En avril 2020, alors que le monde entier s’applique à compter les contaminations plus que toutes autres choses, Take Two Interactive, l’un des plus gros empires du jeu vidéo, compte plutôt les milliards de dollars qui s’accumulent dans ses caisses. Mais parmi toutes ses réussites, les 135 millions d’exemplaires vendus de GTA 5 ont une place particulière. Le dernier opus de la série mythique, qui était déjà le jeu ayant coûté le plus cher à développer avec 265 millions de dollars, devient l’un des biens culturels les plus rentables de l’histoire, avec plus de 6 milliards de dollars de recette revendiqués fin 2018, loin devant le film Avatar de James Cameron et ses 2,9 milliards, qui sert régulièrement de référence lorsqu’il s’agit de gros sous. Plus que l’industrie du jeu vidéo donc, c’est tout l’univers de la culture que Rockstar a bouleversé, au fil des années, en proposant des productions toujours plus ambitieuses.
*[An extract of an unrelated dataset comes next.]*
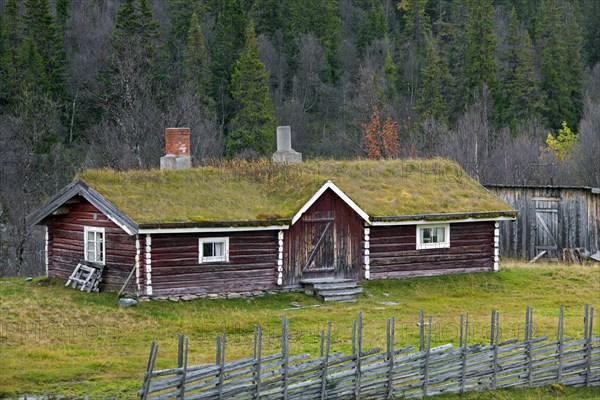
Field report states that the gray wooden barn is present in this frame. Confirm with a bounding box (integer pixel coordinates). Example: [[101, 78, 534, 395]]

À la tête de Rockstar Games, Sam Houser, président et fondateur du studio avec son frère Dan, qui a quitté le navire en avril 2020, cultive l’anonymat autant que le secret autour de ses créations. Phénomène de société, polémiques politiciennes mondiales, batailles juridiques, les frères Houser ont tout connu, sans jamais perdre de vue leur objectif initial : élever le jeu vidéo au rang d’art et le libérer de la case enfantine dans laquelle il était coincé jusqu’au début des années 2000. Des révolutionnaires au sang chaud, à l’origine d’un genre nouveau.
Sam Houser
Élevé à Londres par une mère actrice et un père avocat qui passe plus de temps dans les clubs de jazz qu’à la barre, Sam Houser a compris dès l’enfance la place capitale de l’art dans la société comme dans la vie. En 1982, il a 11 ans lorsqu’il découvre les bornes d’arcade et tombe amoureux de Mr. Do!, sur lequel il passe de nombreuses heures à récolter des cerises. Mais c’est probablement sa découverte du jeu Elite, en 1984, qui sèmera en lui la graine à l’origine de ses futures créations. Le joueur y incarne un marchand dans un vaisseau spatial armé. Le but est de s’aventurer de planète en planète dans ce qui ressemble à l’origine des mondes ouverts dans le jeu vidéo. Mais c’est surtout la possibilité de réussir dans le marché légal comme dans celui de la contrebande qui séduit le jeune Sam.
Comme la plupart des adolescents qui grandissent en Angleterre dans les années 80, Sam Houser et son frère Dan rêvent au départ de devenir des stars du rock’n’roll. Mais la culture américaine et son hip-hop, qui comme le rock est un mélange de musique, de mode et de style, séduit très vite les deux frères jusqu’à devenir leur principale source d’inspiration.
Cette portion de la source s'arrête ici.